I asked myself why my friend’s statement made me so mad. Then I was inspired to write a blog rant about homophobia in which I discovered, as I wrote it, that I’m seething with anger about what growing up gay in a homophobic community did to my current lack of immediate confidence in love and dating.
I’m angry. I’m not resentful at anyone. But I am angry. I’m angry that I didn’t get to learn how to date. Angry that I still hear my gay friends say they won’t come out to their families because they don’t want to ‘rock the boat.’ Angry that we (LGBT people) still don’t always just get to grow into our lives and loves without declaration of who we are and an ensuing battle.
Fuck you world that doesn’t allow all people to be the same in our journeys into and through life!
I realized though, it’s actually a good thing that I’m recognizing this anger. Because it’s a part of who I am.

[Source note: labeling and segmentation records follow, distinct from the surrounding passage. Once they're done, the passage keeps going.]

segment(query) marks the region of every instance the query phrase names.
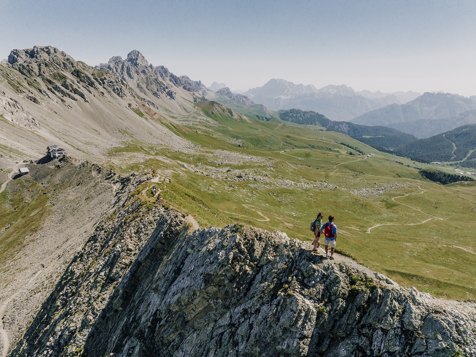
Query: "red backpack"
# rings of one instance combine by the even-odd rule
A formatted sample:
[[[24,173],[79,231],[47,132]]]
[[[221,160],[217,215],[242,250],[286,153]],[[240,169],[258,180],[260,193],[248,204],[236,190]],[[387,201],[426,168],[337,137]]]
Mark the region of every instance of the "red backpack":
[[[335,225],[333,223],[328,224],[329,222],[326,224],[326,227],[324,228],[324,235],[326,238],[334,238],[334,235],[332,234],[332,226]]]

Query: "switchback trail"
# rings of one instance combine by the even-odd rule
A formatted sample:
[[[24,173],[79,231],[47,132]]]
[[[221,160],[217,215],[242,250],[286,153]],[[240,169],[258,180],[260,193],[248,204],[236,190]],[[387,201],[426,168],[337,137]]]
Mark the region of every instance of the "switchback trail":
[[[41,273],[44,272],[45,271],[44,269],[42,268],[37,272],[36,273],[31,277],[31,278],[29,280],[28,282],[25,285],[22,289],[19,289],[18,291],[5,300],[2,303],[1,306],[0,306],[0,319],[1,319],[1,320],[0,320],[0,335],[1,335],[1,341],[2,347],[3,347],[2,357],[7,357],[7,354],[8,352],[9,348],[10,348],[10,340],[8,338],[8,334],[7,333],[7,331],[5,330],[5,325],[3,322],[3,317],[5,316],[5,312],[7,311],[7,307],[8,306],[8,304],[10,304],[10,302],[12,300],[15,298],[15,297],[20,293],[23,292],[27,290],[30,284],[31,284],[31,283],[37,278],[38,275]]]
[[[346,151],[346,152],[347,153],[347,152]],[[330,160],[323,160],[322,159],[316,159],[316,158],[314,158],[314,157],[302,158],[302,157],[298,157],[298,156],[293,156],[292,155],[289,155],[289,154],[284,153],[284,150],[283,151],[280,152],[280,153],[281,153],[283,154],[283,155],[287,155],[288,156],[291,156],[291,157],[295,157],[297,159],[303,159],[303,158],[304,158],[304,159],[305,159],[306,160],[309,160],[309,159],[310,159],[310,160],[319,160],[319,161],[326,161],[326,162],[330,162],[330,163],[338,163],[338,162],[336,162],[336,161],[331,161]],[[358,159],[357,160],[352,160],[351,161],[346,161],[345,163],[337,163],[337,165],[336,165],[332,168],[333,169],[336,169],[336,168],[337,167],[337,166],[339,166],[339,165],[342,165],[342,164],[344,164],[344,163],[353,163],[353,162],[354,162],[355,161],[359,161],[359,160],[365,160],[367,158],[367,156],[365,156],[364,157],[363,159]],[[337,170],[338,170],[338,169],[336,169],[336,170],[334,170],[334,171],[333,171],[332,172],[336,172],[336,171],[337,171]]]
[[[368,157],[368,156],[366,156],[364,157],[363,159],[357,159],[357,160],[352,160],[352,161],[347,161],[347,162],[345,162],[345,163],[339,163],[338,165],[336,165],[336,166],[335,166],[333,168],[336,169],[336,168],[338,166],[339,166],[339,165],[342,165],[343,163],[353,163],[353,162],[355,162],[356,161],[360,161],[361,160],[365,160],[367,157]],[[336,169],[332,172],[336,172],[336,171],[337,171],[338,170],[338,169]]]
[[[250,208],[249,207],[248,207],[248,205],[246,205],[246,204],[243,204],[242,205],[244,206],[246,208],[248,208],[248,209],[250,209],[250,210],[251,210],[251,211],[254,211],[255,212],[257,212],[258,214],[259,214],[259,215],[261,216],[262,217],[264,217],[265,218],[265,219],[257,219],[256,218],[254,218],[252,217],[249,217],[248,216],[246,216],[244,214],[238,214],[238,213],[233,213],[233,212],[228,212],[228,211],[224,211],[223,210],[219,210],[221,211],[222,212],[225,212],[226,213],[229,213],[230,214],[235,214],[235,215],[237,215],[237,216],[241,216],[241,217],[246,217],[247,218],[251,218],[251,219],[254,219],[255,221],[258,221],[258,222],[268,222],[268,221],[269,220],[269,218],[268,218],[268,217],[267,217],[266,216],[265,216],[264,214],[263,214],[262,213],[261,213],[261,212],[260,212],[259,211],[257,211],[256,210],[254,210],[252,208]],[[251,207],[255,207],[255,206],[251,206]],[[255,207],[255,208],[257,208],[257,207]]]
[[[241,216],[242,217],[246,217],[247,218],[251,218],[251,219],[254,219],[255,221],[258,221],[258,222],[268,222],[268,221],[269,220],[269,218],[268,218],[268,217],[267,217],[266,216],[265,216],[264,214],[262,214],[259,211],[257,211],[257,210],[253,209],[253,208],[250,208],[250,207],[252,207],[254,208],[258,208],[258,209],[261,210],[261,211],[264,211],[265,212],[268,212],[268,213],[270,213],[271,214],[272,214],[273,215],[275,216],[275,217],[277,217],[277,218],[278,217],[283,217],[285,218],[287,218],[288,219],[290,219],[291,221],[295,221],[296,222],[298,222],[297,220],[294,219],[294,218],[290,218],[289,217],[287,217],[286,216],[283,216],[283,215],[282,215],[281,214],[277,214],[276,213],[273,213],[273,212],[270,212],[269,211],[267,211],[266,210],[263,209],[263,208],[260,208],[260,207],[256,207],[256,206],[253,206],[253,205],[251,205],[251,204],[243,204],[242,205],[245,208],[248,208],[249,210],[251,210],[251,211],[254,211],[255,212],[257,212],[258,214],[259,214],[260,216],[261,216],[262,217],[265,217],[266,218],[266,219],[264,219],[264,220],[262,220],[262,219],[257,219],[256,218],[254,218],[252,217],[248,217],[248,216],[246,216],[246,215],[244,215],[243,214],[238,214],[238,213],[233,213],[232,212],[228,212],[227,211],[224,211],[223,210],[219,210],[219,211],[221,211],[222,212],[226,212],[226,213],[229,213],[230,214],[235,214],[236,215]],[[278,219],[279,219],[278,218]]]
[[[3,192],[3,190],[7,187],[7,184],[13,179],[13,174],[18,171],[19,168],[20,167],[20,164],[17,163],[15,166],[13,166],[13,170],[11,173],[7,175],[7,181],[1,184],[1,186],[0,187],[0,193]]]
[[[421,187],[420,187],[419,186],[418,186],[418,188],[419,188],[420,190],[422,190],[421,192],[418,192],[417,193],[407,194],[405,194],[405,195],[404,195],[403,196],[397,196],[397,197],[393,197],[393,198],[392,198],[392,200],[393,201],[395,201],[396,202],[398,202],[399,204],[405,204],[406,206],[408,206],[408,207],[411,207],[413,209],[416,210],[418,212],[421,212],[422,213],[425,214],[428,214],[428,215],[432,216],[433,217],[434,217],[435,218],[436,218],[437,219],[439,219],[439,220],[440,220],[441,221],[443,221],[443,219],[442,218],[438,217],[437,216],[436,216],[434,214],[432,214],[431,213],[427,213],[427,212],[425,212],[422,211],[420,209],[418,209],[416,207],[414,207],[413,206],[412,206],[411,205],[408,204],[406,204],[406,203],[405,203],[404,202],[402,202],[401,201],[397,201],[397,200],[395,199],[396,198],[401,198],[402,197],[407,197],[407,196],[408,196],[409,194],[421,194],[424,192],[426,192],[426,190],[424,190],[423,188],[422,188]],[[370,230],[372,229],[373,228],[376,228],[377,227],[378,227],[379,226],[381,226],[381,225],[416,225],[416,224],[422,224],[423,223],[426,223],[428,221],[431,221],[432,219],[433,219],[432,218],[428,218],[428,219],[426,219],[426,220],[425,220],[424,221],[422,221],[421,222],[417,222],[417,223],[381,223],[379,224],[376,224],[375,225],[372,226],[372,227],[370,227],[367,228],[366,233],[371,233]],[[359,229],[358,228],[354,228],[353,227],[347,227],[347,226],[342,226],[342,228],[351,228],[352,229],[355,229],[355,230],[357,230],[357,231],[361,230]]]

I’ve never really known who I was. I was so lost in playing an acceptable character that I never developed into who I would be as an authentic person.
So it’s good that I know I’m angry.
I’m also spiritual. I never used to say that out loud. I thought it was the exact opposite of the word itself to say I’m spiritual. But I am. My greatest passion in this life is spiritual development and healing myself. I try new things all the time; kind of like a spiritual thrill-seeker. I’m currently 112 days into A Course in Miracles, I’ve joined and studied with a Wiccan coven, I’ve completed all levels of The Living Kabbalah System and I’m heading into an intense week-long West African Bwiti healing ceremony next month (stay tuned for my blog!) I also like to write about and promote the things I’m passionate about.
Self-love is not only about having a bad day and pouring ouselves a bubble bath and getting a good night’s sleep. Digging a little deeper, self-love can mean giving up the things that instantly gratify us such as momentary hookups, or spending money on ourselves because we ‘deserve it’. It can mean easing up on gym-obsession and the vain attempts at body-perfection. Self-love can actually mean the opposite of these things, like saving money for a future trip or retirement, holding out for a more intimate or satisfying romantic connection and acceptance of a healthy body and exercise moderation. If I truly accept myself, do I need to endlessly labour over an unattainable ‘perfect’ physique?
For me, today, self-love (to love myself) is a firm decision that I’m making moving forward; a commitment to myself to be myself and honour my callings, passions and intuition. And yes this decision might include aspects of the peripheral self-love embodiments listed above.
More than that though—and most importantly—living with integrity is the single-most affirmative action I can take in solidifying my commitment to self-love.
Loving myself, therefore, is identifying who I am and what makes me tick, discarding what doesn’t serve me, and living to the best of my ability as the authentic person I’ve uncovered and am. It’s not simply a decision I make, or an acknowledgement of the fact that I believe I love myself, it’s making that decision/acknowledgement and then following it with the affirmative action of living with integrity.
So, if I’m gay, then I’m going to be gay! No more hiding, editing or censoring to make others more comfortable. If I’m angry, I’m going to be angry. If I have a crush on you, you’re going to know it. If I’m inspired to write a blog about self-love, I’ll write it and share it. And if I want to take a goddamn bubble bath, I’ll take it!